When medical interventions were few, "doing everything" was rarely questioned. But new technologies have patients and medical professionals asking if "everything" promotes patient well-being. Medical, legal, and ethical consensus provides that competent adults may refuse treatment, and that appropriately withholding and withdrawing therapy constitutes neither homicide nor suicide. Although no ethical distinction exists between withholding and withdrawing, powerful symbolic and emotional differences may create ethical confusion.
Defining and clearly communicating goals of care remain critical to deliberation. In order to make informed choices, patients should understand the ultimate purpose of recommended treatment. Team members must comprehend treatment goals in order to recommend appropriate care (palliation, for example, rather than cure).
When genuine uncertainty exists about treatment benefit, we should err on the side of preserving life. However, it does not follow that once begun, treatment can never be withdrawn. Treatment trials should be initiated, the patient closely monitored, and benefit assessed at appropriate intervals. Implementation of treatment trials provides reassurance that physiologic data will not overshadow patient well-being.
No treatment is intrinsically "ordinary" or "extraordinary," and using such terms may confuse. "Ordinary" therapy in one setting be "extraordinary" in another. Medical staff often use "heroic measures" to mean "low likelihood of success," but lay people frequently equate "heroic" with "lifesaving."
Rather than using vague expressions (including "doing everything," or "doing nothing"), each therapy's purpose should be discussed relative to the patient's condition. Treatment effects must be distinguished from benefits, since therapy producing physiological effects may not improve the patient's prognosis.

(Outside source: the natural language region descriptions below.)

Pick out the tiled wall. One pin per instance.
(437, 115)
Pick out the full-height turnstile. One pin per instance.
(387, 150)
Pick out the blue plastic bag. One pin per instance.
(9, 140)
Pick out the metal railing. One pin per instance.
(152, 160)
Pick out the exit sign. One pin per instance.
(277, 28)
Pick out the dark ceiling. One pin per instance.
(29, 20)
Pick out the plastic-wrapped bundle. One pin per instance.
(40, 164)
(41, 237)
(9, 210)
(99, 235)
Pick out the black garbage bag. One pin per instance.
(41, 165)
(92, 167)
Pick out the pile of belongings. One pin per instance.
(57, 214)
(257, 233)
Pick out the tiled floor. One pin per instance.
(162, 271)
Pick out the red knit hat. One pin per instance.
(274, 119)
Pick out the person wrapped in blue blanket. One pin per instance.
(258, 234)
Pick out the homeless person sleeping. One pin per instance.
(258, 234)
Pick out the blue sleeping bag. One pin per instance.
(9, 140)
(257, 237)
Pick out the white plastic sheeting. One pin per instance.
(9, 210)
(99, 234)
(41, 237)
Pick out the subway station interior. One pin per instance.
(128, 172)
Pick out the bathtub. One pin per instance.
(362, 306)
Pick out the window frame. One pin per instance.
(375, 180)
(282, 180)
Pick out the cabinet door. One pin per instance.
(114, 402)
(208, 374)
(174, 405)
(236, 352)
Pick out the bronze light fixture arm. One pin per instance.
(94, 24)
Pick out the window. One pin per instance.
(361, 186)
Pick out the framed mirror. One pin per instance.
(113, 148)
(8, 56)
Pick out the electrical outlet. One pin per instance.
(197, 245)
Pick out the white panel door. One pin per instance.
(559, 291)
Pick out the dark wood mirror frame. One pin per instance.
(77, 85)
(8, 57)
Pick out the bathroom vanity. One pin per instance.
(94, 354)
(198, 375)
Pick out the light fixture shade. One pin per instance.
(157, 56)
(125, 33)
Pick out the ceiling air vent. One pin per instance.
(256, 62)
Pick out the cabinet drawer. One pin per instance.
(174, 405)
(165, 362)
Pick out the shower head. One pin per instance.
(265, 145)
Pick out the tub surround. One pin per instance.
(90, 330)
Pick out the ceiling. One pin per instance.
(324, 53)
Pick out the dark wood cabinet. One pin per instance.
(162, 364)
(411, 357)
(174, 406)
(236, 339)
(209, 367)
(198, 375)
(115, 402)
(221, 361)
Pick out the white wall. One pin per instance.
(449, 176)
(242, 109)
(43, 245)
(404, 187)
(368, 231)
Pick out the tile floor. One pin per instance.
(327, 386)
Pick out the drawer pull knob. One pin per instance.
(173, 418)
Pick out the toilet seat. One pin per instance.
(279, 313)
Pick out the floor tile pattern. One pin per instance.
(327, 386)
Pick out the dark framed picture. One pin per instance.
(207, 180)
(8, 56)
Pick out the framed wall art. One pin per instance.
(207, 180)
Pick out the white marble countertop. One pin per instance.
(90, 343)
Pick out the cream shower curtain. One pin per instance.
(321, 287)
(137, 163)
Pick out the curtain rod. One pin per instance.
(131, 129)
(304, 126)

Determining whether treatment burdens are proportionate to benefits must include the patient perspective. "Routine" therapy only minimally painful or intrusive may be disproportionate to benefits if the prognosis is poor and therapy impedes other patient goals.
When it is clear that therapy is not beneficial, withdrawal is ethically permissible. However, the machinery of medicine—such as heart monitors and ventilators—provides visual symbols of "caring." When removed, the unspoken feeling may be that "Nothing is being done." Aggressive palliation, informing family about symptom management, and including them in appropriate aspects of care, can overcome unintended messages.